An overall schema for the friendly AI problems: self-referential convergence criteria

A putative new idea for AI control; index here.

After working for some time on the Friendly AI problem, it’s occurred to me that a lot of the issues seem related. Specifically, all the following seem to have commonalities:

Nasty extrapolation of concepts (though badly implemented value learning or badly coded base concepts).
AI’s making themselves into nasty expected utility maximisers.
AI’s hacking themselves to maximum reward.
AI’s creating successor agents that differ from them in dangerous ways.
People hacking themselves to maximum apparent happiness.
Problems with Coherent Extrapolated Volition.
Problems with unrestricted search. Some issues I have with some of Paul Christiano’s designs.
Reflective equilibrium itself.

Speaking very broadly, there are two features all them share:

The convergence criteria are self-referential.
Errors in the setup are likely to cause false convergence.

What do I mean by that? Well, imagine you’re trying to reach reflective equilibrium in your morality. You do this by using good meta-ethical rules, zooming up and down at various moral levels, making decisions on how to resolve inconsistencies, etc… But how do you know when to stop? Well, you stop when your morality is perfectly self-consistent, when you no longer have any urge to change your moral or meta-moral setup. In other words, the stopping point (and the the convergence to the stopping point) is entirely self-referentially defined: the morality judges itself. It does not include any other moral considerations. You input your initial moral intuitions and values, and you hope this will cause the end result to be “nice”, but the definition of the end result does not include your initial moral intuitions (note that some moral realists could see this process dependence as a positive—except for the fact that these processes have many convergent states, not just one or a small grouping).
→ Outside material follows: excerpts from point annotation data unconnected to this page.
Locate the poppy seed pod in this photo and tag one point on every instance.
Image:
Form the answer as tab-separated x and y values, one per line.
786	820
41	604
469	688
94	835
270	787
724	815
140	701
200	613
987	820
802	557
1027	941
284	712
So when the process goes nasty, you’re pretty sure to have achieved something self-referentially stable, but not nice. Similarly, a nasty CEV will be coherent and have no desire to further extrapolate… but that’s all we know about it.
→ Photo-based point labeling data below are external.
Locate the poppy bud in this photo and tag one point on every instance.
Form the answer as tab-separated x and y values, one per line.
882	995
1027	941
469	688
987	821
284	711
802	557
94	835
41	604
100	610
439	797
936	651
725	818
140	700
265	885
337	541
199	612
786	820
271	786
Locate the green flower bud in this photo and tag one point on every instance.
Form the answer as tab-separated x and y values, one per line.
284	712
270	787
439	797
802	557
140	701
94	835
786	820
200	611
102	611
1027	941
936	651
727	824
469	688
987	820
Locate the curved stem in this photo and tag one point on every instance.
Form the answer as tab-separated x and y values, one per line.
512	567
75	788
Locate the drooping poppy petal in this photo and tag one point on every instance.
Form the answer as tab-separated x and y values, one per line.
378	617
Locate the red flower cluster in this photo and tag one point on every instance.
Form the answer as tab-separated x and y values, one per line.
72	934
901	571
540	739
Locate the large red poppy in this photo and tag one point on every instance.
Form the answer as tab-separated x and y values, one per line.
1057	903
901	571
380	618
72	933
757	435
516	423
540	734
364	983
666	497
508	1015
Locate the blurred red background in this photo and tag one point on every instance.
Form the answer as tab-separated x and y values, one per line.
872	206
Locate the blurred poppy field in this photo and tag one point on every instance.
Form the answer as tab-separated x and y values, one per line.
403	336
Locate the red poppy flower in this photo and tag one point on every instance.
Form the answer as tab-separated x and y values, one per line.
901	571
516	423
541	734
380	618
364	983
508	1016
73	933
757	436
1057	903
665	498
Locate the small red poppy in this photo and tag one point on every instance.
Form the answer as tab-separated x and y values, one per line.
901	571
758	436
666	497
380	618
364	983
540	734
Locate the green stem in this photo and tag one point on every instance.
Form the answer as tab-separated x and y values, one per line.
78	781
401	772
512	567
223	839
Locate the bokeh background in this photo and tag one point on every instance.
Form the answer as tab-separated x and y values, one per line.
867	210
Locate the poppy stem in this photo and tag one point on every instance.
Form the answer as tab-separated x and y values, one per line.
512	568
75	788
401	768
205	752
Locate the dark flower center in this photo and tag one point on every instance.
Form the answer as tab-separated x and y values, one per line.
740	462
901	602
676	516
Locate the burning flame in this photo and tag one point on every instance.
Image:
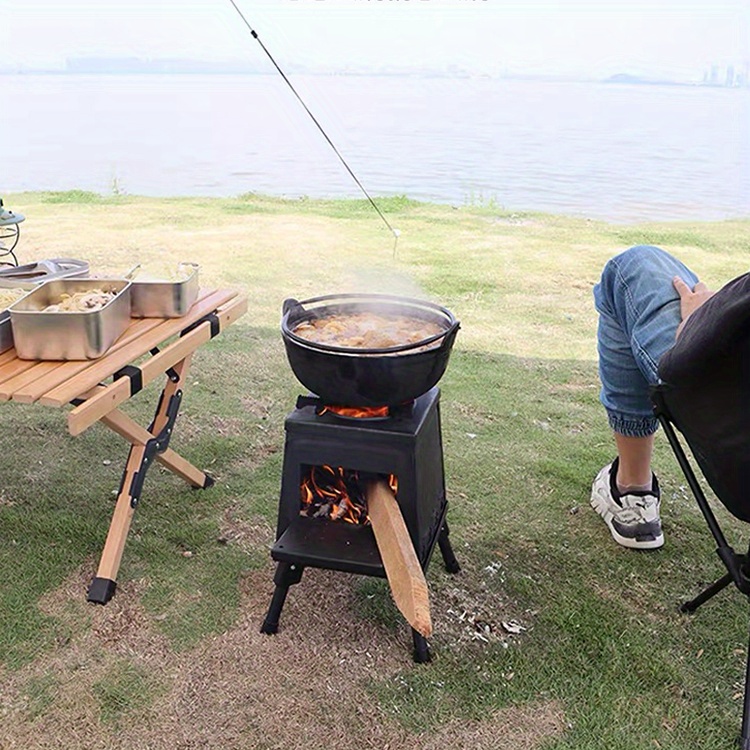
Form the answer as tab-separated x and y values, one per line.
336	493
361	412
The second feature is that any process has errors—computing errors, conceptual errors, errors due to the weakness of human brains, etc… If you visualise this as noise, you can see that noise in a convergent process is more likely to cause premature convergence, because if the process ever reaches a stable self-referential state, it will stay there (and if the process is a long one, then early noise will cause great divergence at the end). For instance, imagine you have to reconcile your belief in preserving human cultures with your beliefs in human individual freedom. A complex balancing act. But if, at any point along the way, you simply jettison one of the two values completely, things become much easier—and once jettisoned, the missing value is unlikely to ever come back.

Or, more simply, the system could get hacked. When exploring a potential future world, you could become so enamoured of it, that you overwrite any objections you had. It seems very easy for humans to fall into these traps—and again, once you lose something of value in your system, you don’t tend to get if back.

Solutions

And again, very broadly speaking, there are several classes of solutions to deal with these problems:

Reduce or prevent errors in the extrapolation (eg solving the agent tiling problem).
Solve all or most of the problem ahead of time (eg traditional FAI approach by specifying the correct values).
Make sure you don’t get too far from the starting point (eg reduced impact AI, tool AI, models as definitions).
Figure out the properties of a nasty convergence, and try to avoid them (eg some of the ideas I mentioned in “crude measures”, general precautions that are done when defining the convergence process).